For one, a preference for remote work is more life stage-dependent rather than being tied to Generation X, millennials, Gen Z or future generations throughout lifetimes, as is often argued, Levy said, citing CBRE research on the subject.
“People don’t go into offices — any more than they go into many retail environments — because they need to. They go back in there because they want to, and those want factors have not changed,” Levy said.
“They include making people happier, more productive, attracting and retaining talent, and the most important of all, which is creating the culture that you want for your company," he said. "And you just can’t do that over Zoom calls."
Calling a future rise in flexible work arrangements only marginal, Levy said the widespread knowledge that such arrangements are feasible existed long before the pandemic and that the potential of office work means it will be a mainstay for the long haul.
“The truth is that people haven’t quote-unquote needed office for a long time, but people continue to go back,” he said.
Others believe that remote work’s potential is news to enough companies like Morgan Stanley and Barclays for it to worry office landlords.
“Right now, CFOs are voting with their wallet,” Kropp said. "One of the biggest things that was holding up the movement to more remote work was a lot of senior leaders saying, ‘If I can’t see them, I’m going to assume they’re not working.’ That belief has been broken.”
It is this difference, along with technological advancements, that creates an existential threat to some types of offices, according to CREtech Leadership Board Member Antony Slumbers.
Echoing the Moody's Analytics comparison of the office’s unknown future to brick-and-mortar retail’s predicament, Slumbers cites a once-common belief that e-commerce didn’t pose an existential threat to clothing retailers, until apparel became the most popular item type to purchase online.
“I do find this attitude from a lot of the industry just saying, ‘Oh, well, yes, people are working remotely, but they don’t like it and are dying to come back to the office’ — it’s just stupid,” Slumbers said.
Though he, like Kropp and other observers, predicts a reduction in office needs in the long term, Slumbers said he expects a lot of that to be offset by specialized offices.
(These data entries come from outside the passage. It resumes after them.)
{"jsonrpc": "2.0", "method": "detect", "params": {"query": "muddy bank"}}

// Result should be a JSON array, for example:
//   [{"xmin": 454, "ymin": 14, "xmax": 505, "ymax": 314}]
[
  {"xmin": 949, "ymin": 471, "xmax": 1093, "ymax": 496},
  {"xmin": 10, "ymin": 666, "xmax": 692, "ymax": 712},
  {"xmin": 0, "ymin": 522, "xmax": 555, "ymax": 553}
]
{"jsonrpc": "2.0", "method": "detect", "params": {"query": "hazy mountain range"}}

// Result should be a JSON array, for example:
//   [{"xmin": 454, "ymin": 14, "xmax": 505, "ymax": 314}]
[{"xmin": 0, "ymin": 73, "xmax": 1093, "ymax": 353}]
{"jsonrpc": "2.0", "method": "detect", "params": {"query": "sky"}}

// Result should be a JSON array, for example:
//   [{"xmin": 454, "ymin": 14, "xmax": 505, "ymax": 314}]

Those will be earning more than ever before as thousands of companies continue to need offices for the foreseeable future.
“Offices are only going to survive if landlords can inculcate desire among their customers,” Slumbers said. “Depending on who you are and how you operate, this is either a very big bur or a very big feature.”
CORRECTION, MAY 22, 10:11 A.M. PT: A previous version of this story gave an underestimate for the amount of office space in the U.S. Nareit recently estimated there is over 11B SF of office space in the country. The story has been updated.